Step 5: Control cost, latency, and failure across the system
Per-agent limits are not enough. Bound the whole thing:
- Global termination: one owner holds the system stop condition, success met, total budget hit, or unrecoverable failure. This is on top of each agent's own step cap, not replaced by it.
- Total budget: a single ceiling on tool calls, time, and spend across all agents. A parent that re-dispatches workers can blow past every per-agent cap while staying inside each one.

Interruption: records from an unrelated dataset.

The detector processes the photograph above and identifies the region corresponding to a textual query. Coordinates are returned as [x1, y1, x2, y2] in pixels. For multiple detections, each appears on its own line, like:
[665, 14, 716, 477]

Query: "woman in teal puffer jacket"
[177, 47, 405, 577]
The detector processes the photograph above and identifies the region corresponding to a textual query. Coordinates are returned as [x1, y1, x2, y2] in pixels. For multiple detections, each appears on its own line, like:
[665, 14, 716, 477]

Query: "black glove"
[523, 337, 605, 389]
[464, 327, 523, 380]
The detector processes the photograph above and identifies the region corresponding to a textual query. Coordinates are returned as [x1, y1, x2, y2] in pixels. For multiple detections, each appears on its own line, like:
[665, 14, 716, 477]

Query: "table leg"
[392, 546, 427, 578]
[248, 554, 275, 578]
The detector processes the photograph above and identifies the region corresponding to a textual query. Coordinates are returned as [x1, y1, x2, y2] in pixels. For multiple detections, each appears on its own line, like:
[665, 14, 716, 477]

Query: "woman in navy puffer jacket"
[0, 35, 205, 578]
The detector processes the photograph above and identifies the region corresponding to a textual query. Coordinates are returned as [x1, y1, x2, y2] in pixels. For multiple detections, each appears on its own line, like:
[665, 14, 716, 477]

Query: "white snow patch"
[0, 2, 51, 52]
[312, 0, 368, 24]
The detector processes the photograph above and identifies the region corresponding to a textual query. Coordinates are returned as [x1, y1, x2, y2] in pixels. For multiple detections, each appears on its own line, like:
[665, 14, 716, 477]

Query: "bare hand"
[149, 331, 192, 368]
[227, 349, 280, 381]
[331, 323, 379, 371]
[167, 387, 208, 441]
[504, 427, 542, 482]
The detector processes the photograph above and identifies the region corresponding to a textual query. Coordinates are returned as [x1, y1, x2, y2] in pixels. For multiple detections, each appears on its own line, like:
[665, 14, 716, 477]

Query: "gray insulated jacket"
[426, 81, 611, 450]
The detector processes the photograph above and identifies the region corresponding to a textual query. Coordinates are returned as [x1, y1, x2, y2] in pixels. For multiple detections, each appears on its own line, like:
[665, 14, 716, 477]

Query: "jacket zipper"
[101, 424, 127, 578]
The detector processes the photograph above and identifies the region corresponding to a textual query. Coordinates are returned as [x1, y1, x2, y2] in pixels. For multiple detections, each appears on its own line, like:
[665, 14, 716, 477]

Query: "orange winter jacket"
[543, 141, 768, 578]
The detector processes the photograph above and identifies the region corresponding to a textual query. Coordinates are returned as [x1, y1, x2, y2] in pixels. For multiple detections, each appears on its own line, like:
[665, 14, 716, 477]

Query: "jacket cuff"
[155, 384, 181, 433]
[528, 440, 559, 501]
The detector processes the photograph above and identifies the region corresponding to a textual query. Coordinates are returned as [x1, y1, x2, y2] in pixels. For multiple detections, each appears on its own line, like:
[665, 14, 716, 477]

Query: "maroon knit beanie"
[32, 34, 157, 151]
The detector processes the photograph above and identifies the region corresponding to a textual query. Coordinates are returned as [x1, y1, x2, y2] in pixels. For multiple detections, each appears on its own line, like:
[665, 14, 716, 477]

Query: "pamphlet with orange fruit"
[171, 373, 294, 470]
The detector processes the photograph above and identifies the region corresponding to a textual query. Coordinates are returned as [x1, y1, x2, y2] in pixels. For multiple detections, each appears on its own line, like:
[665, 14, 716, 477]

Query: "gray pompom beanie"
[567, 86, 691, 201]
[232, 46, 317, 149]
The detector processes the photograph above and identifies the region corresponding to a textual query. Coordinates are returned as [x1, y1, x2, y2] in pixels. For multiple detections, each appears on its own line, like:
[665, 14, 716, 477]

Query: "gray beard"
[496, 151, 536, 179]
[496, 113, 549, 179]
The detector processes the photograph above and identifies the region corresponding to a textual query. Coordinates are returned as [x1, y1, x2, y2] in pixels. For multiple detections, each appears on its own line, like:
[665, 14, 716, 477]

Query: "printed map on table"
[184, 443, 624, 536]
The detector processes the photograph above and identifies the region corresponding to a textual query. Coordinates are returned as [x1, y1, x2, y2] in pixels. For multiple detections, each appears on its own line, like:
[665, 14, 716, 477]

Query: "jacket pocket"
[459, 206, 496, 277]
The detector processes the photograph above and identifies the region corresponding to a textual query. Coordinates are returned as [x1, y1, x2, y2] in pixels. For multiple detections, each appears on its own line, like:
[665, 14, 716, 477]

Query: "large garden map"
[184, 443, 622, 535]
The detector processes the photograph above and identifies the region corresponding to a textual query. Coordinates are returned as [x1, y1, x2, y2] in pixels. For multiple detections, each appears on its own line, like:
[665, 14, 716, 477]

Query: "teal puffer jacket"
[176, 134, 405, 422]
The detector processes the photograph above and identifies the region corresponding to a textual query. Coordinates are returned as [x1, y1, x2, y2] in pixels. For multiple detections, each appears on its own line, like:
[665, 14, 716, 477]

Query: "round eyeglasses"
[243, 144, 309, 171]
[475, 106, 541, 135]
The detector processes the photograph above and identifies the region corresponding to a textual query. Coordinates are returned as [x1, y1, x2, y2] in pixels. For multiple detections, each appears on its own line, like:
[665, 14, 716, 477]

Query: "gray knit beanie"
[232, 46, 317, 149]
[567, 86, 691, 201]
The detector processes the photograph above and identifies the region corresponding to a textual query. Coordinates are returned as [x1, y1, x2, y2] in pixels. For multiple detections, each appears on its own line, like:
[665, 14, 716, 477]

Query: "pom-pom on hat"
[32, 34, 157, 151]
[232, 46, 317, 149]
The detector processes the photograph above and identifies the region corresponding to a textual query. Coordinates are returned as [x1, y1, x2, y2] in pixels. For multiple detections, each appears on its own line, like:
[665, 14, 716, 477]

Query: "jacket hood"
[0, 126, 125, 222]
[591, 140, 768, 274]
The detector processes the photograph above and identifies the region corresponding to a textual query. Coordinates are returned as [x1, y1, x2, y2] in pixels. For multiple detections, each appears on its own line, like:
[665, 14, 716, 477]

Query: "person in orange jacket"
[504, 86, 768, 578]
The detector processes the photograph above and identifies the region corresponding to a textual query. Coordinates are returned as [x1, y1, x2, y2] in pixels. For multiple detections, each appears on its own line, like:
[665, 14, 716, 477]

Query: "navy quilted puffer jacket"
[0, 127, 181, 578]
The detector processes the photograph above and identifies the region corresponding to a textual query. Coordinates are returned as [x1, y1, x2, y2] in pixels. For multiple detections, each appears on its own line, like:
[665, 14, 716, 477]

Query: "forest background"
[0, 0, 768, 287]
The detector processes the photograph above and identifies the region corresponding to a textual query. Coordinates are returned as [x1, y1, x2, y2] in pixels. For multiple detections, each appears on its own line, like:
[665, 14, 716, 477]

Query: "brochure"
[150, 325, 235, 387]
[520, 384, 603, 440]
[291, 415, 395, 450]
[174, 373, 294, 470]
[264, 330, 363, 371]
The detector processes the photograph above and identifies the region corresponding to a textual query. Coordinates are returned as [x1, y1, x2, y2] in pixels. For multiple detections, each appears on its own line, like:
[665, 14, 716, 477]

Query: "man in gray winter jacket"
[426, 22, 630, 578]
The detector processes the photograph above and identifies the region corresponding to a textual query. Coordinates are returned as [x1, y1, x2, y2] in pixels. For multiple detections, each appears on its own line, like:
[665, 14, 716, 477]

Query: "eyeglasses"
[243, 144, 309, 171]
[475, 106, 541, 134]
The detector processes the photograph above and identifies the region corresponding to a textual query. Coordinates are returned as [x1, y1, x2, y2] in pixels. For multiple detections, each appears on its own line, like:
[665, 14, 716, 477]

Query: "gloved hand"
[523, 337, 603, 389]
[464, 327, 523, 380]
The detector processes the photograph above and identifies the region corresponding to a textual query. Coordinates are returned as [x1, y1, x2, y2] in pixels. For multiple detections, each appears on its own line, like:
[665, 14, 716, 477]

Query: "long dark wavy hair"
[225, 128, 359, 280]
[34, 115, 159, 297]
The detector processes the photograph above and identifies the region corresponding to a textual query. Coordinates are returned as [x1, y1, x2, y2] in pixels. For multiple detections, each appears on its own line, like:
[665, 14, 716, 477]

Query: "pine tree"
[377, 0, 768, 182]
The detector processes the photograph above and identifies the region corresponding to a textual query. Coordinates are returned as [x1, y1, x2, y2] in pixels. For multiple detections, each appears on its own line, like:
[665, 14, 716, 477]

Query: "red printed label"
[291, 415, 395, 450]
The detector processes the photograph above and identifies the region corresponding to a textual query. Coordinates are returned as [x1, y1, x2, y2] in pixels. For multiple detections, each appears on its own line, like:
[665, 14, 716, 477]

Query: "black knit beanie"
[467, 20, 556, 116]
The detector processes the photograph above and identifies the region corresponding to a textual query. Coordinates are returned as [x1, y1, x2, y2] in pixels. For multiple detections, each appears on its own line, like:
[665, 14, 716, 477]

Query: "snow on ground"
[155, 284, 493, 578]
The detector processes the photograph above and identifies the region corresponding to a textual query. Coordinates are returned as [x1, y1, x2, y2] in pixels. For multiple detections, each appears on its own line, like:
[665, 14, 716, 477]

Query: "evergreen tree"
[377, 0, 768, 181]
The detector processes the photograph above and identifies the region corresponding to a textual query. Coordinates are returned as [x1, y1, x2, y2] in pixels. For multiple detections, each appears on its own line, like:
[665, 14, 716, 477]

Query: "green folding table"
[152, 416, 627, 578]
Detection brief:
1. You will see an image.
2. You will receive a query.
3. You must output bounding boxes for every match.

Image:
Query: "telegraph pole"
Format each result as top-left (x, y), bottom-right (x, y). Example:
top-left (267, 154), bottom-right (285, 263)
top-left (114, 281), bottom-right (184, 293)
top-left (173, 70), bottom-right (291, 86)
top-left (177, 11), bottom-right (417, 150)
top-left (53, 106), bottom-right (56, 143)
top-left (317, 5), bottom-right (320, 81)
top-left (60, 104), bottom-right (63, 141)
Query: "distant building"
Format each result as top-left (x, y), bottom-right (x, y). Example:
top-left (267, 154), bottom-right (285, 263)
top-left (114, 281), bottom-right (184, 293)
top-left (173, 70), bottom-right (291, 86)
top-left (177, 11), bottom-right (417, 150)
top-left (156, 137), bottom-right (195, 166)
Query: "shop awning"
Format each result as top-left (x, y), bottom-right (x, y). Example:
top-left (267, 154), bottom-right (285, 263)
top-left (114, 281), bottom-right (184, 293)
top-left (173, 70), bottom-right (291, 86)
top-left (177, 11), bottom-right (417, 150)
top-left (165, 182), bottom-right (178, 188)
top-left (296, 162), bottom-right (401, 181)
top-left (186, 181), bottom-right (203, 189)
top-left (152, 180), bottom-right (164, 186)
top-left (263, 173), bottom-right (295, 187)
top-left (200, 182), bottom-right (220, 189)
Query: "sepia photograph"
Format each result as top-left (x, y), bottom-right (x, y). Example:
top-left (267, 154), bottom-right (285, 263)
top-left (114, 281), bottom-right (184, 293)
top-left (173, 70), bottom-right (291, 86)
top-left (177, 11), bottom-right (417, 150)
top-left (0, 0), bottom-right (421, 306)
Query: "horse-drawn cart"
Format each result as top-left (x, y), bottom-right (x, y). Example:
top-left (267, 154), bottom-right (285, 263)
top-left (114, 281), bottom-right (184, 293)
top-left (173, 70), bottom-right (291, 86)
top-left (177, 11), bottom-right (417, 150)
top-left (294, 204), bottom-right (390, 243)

- Latency: parallel work is bounded by the slowest worker plus synthesis. Set per-worker timeouts and decide whether the lead proceeds on partials or fails the run.
- Failure isolation: one worker's failure must not corrupt the run. Return its error to the orchestrator as a result it can route around, retry, or drop, never as a crash that takes the system down.
- Per-agent observability: trace each agent and each handoff separately with a shared run id, so "the system is broken" resolves to a specific agent or a specific edge. See
/llm-observability-plan.
Step 6: Output the orchestration design
# Multi-Agent Orchestration: {{system_name}}
**Job:** {{one sentence}}
**Done means:** {{checkable system-level success condition}}
**Why multi-agent:** {{which Step 2 condition holds, and why a single agent fails}}
**Topology:** {{orchestrator-worker / pipeline / peer handoff / debate}}
## Agents
| Agent | Responsibility | Model/tools | Step cap |
|---|---|---|---|
## Handoff contracts
| Edge (A -> B) | A passes | B returns | Bad-input handling |
|---|---|---|---|
## Shared state
- What is shared: {{fields}}
- Single writer: {{who}}
- What is passed point to point: {{payloads}}
## System control
- Global termination owner: {{who}}
- Total budget (calls / time / spend): {{values}}
- Per-worker timeout + partial policy: {{value, proceed-on-partial or fail}}
- Failure isolation: {{how a worker failure is contained}}
- Observability: {{shared run id, per-agent + per-edge traces}}
## Open questions
- {{unresolved decisions}}
Step 7: Review
Ask the user:
- Could a single agent with these tools do this instead? (If yes, build that.)
- For each handoff, what happens when the sender returns something malformed?
- Who owns the global stop, and what is the worst-case total spend before it fires?
- When one worker hangs or fails, does the system degrade or die?
- Can you tell which agent or which edge caused a bad result, from the traces alone?
Anti-patterns
| Anti-pattern | Why it fails | Do instead |
|---|---|---|
| Multi-agent where one agent fits | Pays the coordination tax for breadth you never needed | Default to a single agent; go multi only when Step 2 holds |
| Unspecified handoff contract | Each agent works, the system still produces garbage at the seam | Pin payload in and result out for every edge before tuning agents |
| Only per-agent caps | A parent re-dispatches workers and blows the system budget while each cap holds | One owner of global termination and total spend |
| Passing the full transcript downstream | Context and cost balloon as every agent carries every other's history | Pass results, not transcripts; keep shared state small |
| Shared state with many writers | Agents overwrite each other and the corruption is invisible | One named writer per field; others read only |
| A worker error crashes the run | One failure kills work the system could have routed around | Return errors to the orchestrator as results to handle |
Output location
Present the orchestration design as formatted text in the conversation for the user to copy into their design doc.